You are probably accustomed to getting the best possible clothing designs but how much of the tiny details of the clothes you are wearing do you know about? If you think the tiny pocket on your jeans is useless, think again. Here are all the things about your clothes you probably never knew about.
More than half of all the zippers on Earth have the letters “YKK” on them. YKK stands for Yoshida Kogyo Kabushikikaisha, a zipper company founded in Tokyo in 1934. Today, the company makes more than 7 billion zippers each year.
Next time, you may want to double check your pants zipper; first to make sure your fly isn’t down, and second, to see if you’re wearing one of the most popular zipper brands.
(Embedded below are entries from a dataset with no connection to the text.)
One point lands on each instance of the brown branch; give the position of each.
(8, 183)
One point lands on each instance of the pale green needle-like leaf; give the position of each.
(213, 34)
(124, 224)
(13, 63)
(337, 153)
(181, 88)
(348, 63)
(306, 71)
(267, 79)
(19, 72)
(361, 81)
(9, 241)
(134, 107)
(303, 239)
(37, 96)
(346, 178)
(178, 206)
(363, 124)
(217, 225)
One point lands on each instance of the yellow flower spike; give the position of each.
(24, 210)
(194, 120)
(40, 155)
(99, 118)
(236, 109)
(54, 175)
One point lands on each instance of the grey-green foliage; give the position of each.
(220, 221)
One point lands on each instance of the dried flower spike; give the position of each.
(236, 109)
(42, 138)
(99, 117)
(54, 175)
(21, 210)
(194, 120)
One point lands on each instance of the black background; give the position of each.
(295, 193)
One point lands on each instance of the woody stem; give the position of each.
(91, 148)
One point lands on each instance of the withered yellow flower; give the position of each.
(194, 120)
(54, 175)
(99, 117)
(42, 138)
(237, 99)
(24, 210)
Buttons on Men and Women’s Shirts
The victorian Era saw women wear elaborate pieces like corsets, which meant that women needed help to get dressed. One theory as to why you find women’s buttons on the left and men’s buttons on the right is because designers may have begun creating women’s clothes with buttons on the opposite side of men’s clothing so that servants had an easier time dressing ladies.
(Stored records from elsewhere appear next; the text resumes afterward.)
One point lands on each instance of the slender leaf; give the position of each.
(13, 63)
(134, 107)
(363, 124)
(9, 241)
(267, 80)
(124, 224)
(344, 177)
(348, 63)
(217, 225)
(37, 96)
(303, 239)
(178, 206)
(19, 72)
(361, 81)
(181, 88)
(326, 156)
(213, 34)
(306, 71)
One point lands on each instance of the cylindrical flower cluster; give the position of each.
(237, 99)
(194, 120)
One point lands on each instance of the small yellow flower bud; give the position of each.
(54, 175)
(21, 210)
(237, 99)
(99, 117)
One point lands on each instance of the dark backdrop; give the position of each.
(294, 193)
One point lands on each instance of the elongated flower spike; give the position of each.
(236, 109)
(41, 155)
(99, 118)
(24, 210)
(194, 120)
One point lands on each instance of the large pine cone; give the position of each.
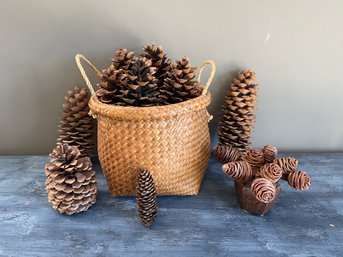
(263, 189)
(146, 198)
(71, 183)
(76, 126)
(237, 118)
(159, 60)
(299, 180)
(180, 84)
(239, 171)
(226, 153)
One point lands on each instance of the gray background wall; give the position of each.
(295, 47)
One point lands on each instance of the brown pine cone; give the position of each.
(270, 153)
(299, 180)
(263, 190)
(255, 158)
(287, 164)
(237, 118)
(146, 198)
(71, 183)
(76, 127)
(240, 170)
(226, 153)
(271, 171)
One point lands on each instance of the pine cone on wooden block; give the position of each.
(146, 198)
(71, 183)
(299, 180)
(76, 126)
(263, 189)
(180, 84)
(239, 171)
(226, 153)
(236, 125)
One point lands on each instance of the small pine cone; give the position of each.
(263, 189)
(255, 158)
(146, 198)
(299, 180)
(76, 127)
(287, 164)
(226, 153)
(240, 170)
(71, 183)
(237, 118)
(271, 171)
(269, 153)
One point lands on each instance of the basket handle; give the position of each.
(78, 59)
(210, 78)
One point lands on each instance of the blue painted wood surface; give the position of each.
(307, 223)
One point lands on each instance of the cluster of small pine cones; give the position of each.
(263, 168)
(147, 80)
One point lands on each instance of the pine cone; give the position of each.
(237, 119)
(270, 153)
(159, 60)
(146, 198)
(271, 171)
(180, 84)
(299, 180)
(71, 183)
(76, 126)
(287, 164)
(239, 171)
(263, 190)
(255, 158)
(226, 153)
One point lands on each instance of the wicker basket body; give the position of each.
(171, 141)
Still to this day, women button up their clothes from the left and men button their clothes on the right.
Tiny Pockets In Your Jeans
The first generation of blue jeans actually only had four pockets: one in the back, one in the front, and two of those small ones on the front. According to Levi Strauss, the tiny pocket was made to hold pocket watches.
Button-down Shirt Loops
When men wear ties with a button-down shirt, the tie goes underneath the collar. If you are however observant, you would have noticed a small loop right below the collar on the back of the shirt that often goes untouched.
As a part of Ivy League college culture, students used the loops to hang their shirts in their lockers and keep them free from wrinkles.
Jean Pocket Studs
There’s a purpose for the little studs around your jean pockets. In the early days, it was mostly workingmen who wore jeans. After a long day and extended wear, jeans would rip in the corners of the back pockets. This led to a Latvian immigrant to the United States, Jacob Davis, partnering with Levi to use rivets to strengthen pockets on jeans.
The Patch on Your Backpack
Patchwork gives jeans and bags a cool look but they serve a much bigger purpose that goes beyond making outfits trendy. The small leather diamond on backpacks is called a “lash tab” or “pig snout,” and it’s meant for you to string items such as a water bottle or pair of shoes through it so they hang off your back.